I am hoping that this strikes a note among those less than willing to welcome newcomers.
Figuring that it will be a long, cold winter and a few months before the ‘away’ folks come back, I thought it might be worth recounting my experience. Before I begin, I am fully aware of the difficulties of housing availability in Boothbay Harbor and environs.
Dining alone at one of Boothbay Harbor’s fine harborside eateries, I struck up a conversation with a “nice young man.” He kindly asked me where I was from, and I told him that I split my time between Houston and Boothbay Harbor. That ‘nice young man’ immediately went into attack mode when, furthermore, I mentioned that I had recently purchased a house near the harbor in town. He became very agitated and lit into me accusing me of “taking” houses from those in need who are native Mainers.
He stated that his family “built Boothbay Harbor” and he and other folks in town were unable to find decent housing.
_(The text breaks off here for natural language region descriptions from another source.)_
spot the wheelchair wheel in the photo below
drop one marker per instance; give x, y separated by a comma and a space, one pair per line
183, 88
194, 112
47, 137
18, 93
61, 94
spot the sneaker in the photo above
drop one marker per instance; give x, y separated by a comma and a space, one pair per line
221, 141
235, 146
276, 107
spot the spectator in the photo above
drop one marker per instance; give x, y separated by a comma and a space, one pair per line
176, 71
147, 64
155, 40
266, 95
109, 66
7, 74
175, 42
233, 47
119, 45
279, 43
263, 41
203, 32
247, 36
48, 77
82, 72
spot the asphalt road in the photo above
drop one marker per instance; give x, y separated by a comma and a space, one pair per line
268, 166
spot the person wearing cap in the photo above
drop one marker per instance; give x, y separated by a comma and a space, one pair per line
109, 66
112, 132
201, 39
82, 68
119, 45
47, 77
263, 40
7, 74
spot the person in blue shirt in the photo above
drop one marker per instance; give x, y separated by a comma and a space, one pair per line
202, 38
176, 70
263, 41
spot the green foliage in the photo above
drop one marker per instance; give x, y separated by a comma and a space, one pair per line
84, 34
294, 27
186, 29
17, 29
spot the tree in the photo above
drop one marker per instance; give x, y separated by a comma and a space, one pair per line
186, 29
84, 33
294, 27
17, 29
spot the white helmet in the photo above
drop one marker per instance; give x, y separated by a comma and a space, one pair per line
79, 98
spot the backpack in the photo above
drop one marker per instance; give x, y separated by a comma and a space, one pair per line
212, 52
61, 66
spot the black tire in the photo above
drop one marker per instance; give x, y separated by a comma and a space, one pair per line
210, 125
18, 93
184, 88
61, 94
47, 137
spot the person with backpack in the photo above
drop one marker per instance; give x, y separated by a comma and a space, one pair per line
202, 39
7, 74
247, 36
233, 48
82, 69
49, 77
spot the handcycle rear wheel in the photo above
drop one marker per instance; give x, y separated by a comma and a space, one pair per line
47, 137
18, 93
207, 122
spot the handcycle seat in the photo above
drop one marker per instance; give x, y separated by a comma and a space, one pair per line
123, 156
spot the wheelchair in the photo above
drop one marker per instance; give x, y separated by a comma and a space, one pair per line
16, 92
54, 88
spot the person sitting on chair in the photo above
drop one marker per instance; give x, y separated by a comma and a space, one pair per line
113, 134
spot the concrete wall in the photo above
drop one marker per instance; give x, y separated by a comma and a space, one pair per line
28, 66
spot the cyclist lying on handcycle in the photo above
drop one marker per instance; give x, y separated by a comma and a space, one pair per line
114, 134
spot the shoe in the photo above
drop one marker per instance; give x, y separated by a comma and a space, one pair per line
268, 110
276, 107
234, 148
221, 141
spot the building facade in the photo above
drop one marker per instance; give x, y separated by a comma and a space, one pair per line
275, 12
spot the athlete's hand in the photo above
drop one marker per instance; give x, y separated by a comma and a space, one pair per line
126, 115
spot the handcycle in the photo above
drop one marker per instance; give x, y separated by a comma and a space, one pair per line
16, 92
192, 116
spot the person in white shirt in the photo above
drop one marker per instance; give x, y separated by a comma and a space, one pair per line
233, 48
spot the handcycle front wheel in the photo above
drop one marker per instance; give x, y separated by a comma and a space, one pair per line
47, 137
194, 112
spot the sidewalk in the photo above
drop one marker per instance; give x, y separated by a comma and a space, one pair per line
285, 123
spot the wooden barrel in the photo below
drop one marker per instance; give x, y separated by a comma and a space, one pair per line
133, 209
He said he deserved a “fine home” and followed with “and you do not.” Not wanting to leave with my head down, I softly countered:
I am not a Mainer, but a native New Englander.
My parents moved to the Portland area in the 70s.
I have sisters and brothers and cousins who live here.
My dad, Richard Milne, is honored at the Heroes of Maine Memorial on Long Wharf in Portland.
My youngest brother recently ran for Maine State Senate.
My ancestors are the earliest of the Morse family who came to Maine in the early 1700s to settle in the Phippsburg area.
My gently delivered comments to him went over like a burp in church.
He told me to “go back to Texas.”
Boothbay Harbor has something truly wonderful that could be bottled and sold to the rest of America!
Perhaps we can “gin up” some of the good, old-fashioned “welcome wagon” spirit next spring?